The content of the repository can be installed independently or as part of the greenhouse-extensions.
| Key | Type | Default | Description | 
|---|---|---|---|
| dashboards.create | bool | true | Enables ConfigMap resources with dashboards to be created | 
| dashboards.persesSelectors | list | [{"name":"perses.dev/resource","value":"\"true\""}] | Label selectors for the Perses dashboards to be picked up by Perses. | 
| dashboards.plutonoSelectors | list | [{"name":"plutono-dashboard","value":"\"true\""}] | Label selectors for the Plutono dashboards to be picked up by Plutono. | 
| global.commonLabels | object | {} | Common labels to add to all resources # | 
| prometheusRules.NodeInMaintenance | object | {"label":"maintenance_state","value":"in-maintenance"} | The label value pair that marks a Kubernetes node as 'in maintenance' | 
| prometheusRules.additionalRuleAnnotations | object | {} | Additional annotations for PrometheusRule alerts | 
| prometheusRules.additionalRuleLabels | string | nil | Additional labels for PrometheusRule alerts # This is useful for adding additional labels such as "support_group" or "service" for the routing of alerts to each rule | 
| prometheusRules.annotations | object | {} | Annotations for PrometheusRules | 
| prometheusRules.create | bool | true | Enables PrometheusRule resources to be created | 
| prometheusRules.disabled | object | {} | Disabled PrometheusRule alerts | 
| prometheusRules.labels | object | {} | Labels for PrometheusRules | 
| prometheusRules.ruleSelectors | string | nil | Label selectors for the Prometheus rules to be picked up by Prometheus. | 
This project is open to feature requests/suggestions, bug reports etc. via GitHub issues. Contribution and feedback are encouraged and always welcome. For more information about how to contribute, the project structure, as well as additional contribution information, see our Contribution Guidelines.

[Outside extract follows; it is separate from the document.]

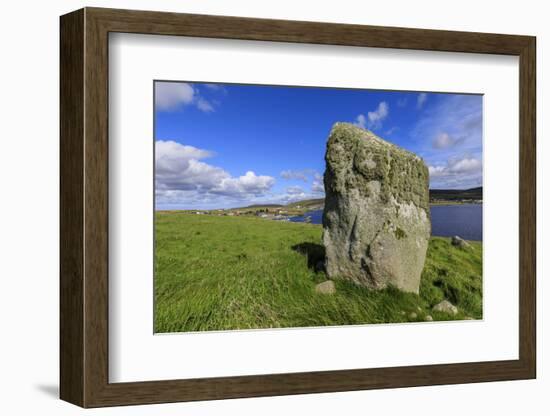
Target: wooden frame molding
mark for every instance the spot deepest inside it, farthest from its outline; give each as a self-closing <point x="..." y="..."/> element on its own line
<point x="84" y="207"/>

If you find any bug that may be a security problem, please follow our instructions at in our security policy on how to report it. Please do not create GitHub issues for security-related doubts or problems.

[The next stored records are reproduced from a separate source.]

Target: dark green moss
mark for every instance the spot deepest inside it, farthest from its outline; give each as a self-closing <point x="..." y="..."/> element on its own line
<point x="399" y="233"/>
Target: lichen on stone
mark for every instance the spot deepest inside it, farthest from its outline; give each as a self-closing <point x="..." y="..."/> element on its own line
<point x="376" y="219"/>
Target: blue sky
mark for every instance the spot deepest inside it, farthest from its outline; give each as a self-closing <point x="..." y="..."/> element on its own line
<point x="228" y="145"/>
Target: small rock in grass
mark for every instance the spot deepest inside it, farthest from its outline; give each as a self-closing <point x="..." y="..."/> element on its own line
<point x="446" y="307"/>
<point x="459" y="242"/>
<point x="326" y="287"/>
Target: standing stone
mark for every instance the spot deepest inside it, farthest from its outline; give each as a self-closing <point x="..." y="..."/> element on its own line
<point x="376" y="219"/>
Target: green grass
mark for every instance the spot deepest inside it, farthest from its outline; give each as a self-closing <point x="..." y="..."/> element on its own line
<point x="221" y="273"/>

We as members, contributors, and leaders pledge to make participation in our community a harassment-free experience for everyone. By participating in this project, you agree to abide by its Code of Conduct at all times.

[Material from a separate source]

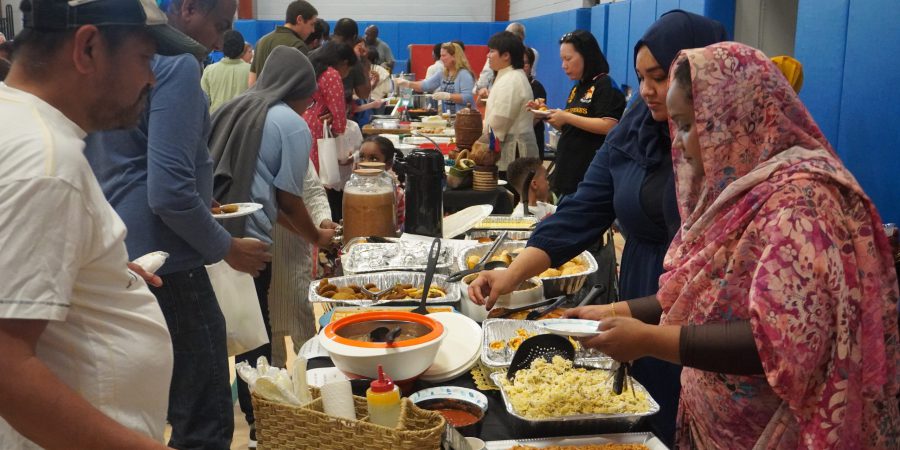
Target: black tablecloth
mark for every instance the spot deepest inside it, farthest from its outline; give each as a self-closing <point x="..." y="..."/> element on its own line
<point x="497" y="424"/>
<point x="459" y="199"/>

Copyright 2024 SAP SE or an SAP affiliate company and k8s-monitoring contributors. Please see our LICENSE for copyright and license information. Detailed information including third-party components and their licensing/copyright information is available via the REUSE tool.
If you are contributing to the kubernetes-operations chart, update the associated content and increment the version in the Chart.yaml.
If you use this chart with the kube-monitoring Plugin from Greenhouse, update the version in the Chart.yaml as well as the plugindefinition versions of kube-monitoring so that the operations platform can perform the rollout.